EL POBRE
Me ve como desde un siglo remoto,
como desde un estrato geológico distinto.
Del idioma que algunos atesoran
le dieron de limosna una palabra
para pedirle su pan y otra para dar gracias.
Ninguna para el diálogo.
El domador, con látigo y revólveres,
le enseña a hacer piruetas divertidas,
pero no a erguirse, no a romper la jaula,
y lo premia con una palmada sobre el lomo.
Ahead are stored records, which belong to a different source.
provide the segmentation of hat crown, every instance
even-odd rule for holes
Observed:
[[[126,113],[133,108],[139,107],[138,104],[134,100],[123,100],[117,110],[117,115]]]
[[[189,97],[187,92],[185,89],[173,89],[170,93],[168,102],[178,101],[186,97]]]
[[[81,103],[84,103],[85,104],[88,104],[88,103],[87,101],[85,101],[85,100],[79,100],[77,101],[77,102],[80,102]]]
Aunque son tantos (nunca se acabarán, prometen
las profecías) cada uno
cree que es el último sobreviviente
—después de la catástrofe— de una especie extinguida.
Allí está: receptáculo
de la curiosidad incrédula, del odio,
del llanto compasivo, del temor.
Como una luz nos hace cerrar violentamente los ojos y volvernos
hacia lo que se puede comprender.
Nadie, aunque algunos juren en el templo, en la esquina,
desde la silla del poder o sobre
el estrado del juez, nadie es igual
al pobre ni es hermano de los pobres.
Hay distancia. Hay la misma extrañeza interrogante
que ante lo mineral. Hay la inquietud
que suscita un axioma falso. Hay
la alarma, y aún la risa,
de cuando contemplamos
nuestra caricatura, nuestro ayer en un simio.
Y hay algo más. El puño se nos cierra
para oprimir; y el alma
para rechazar lejos al intruso.
¡Qué náusea repentina
(su figura, mi horror)
por lo que debería ser un hombre y no es!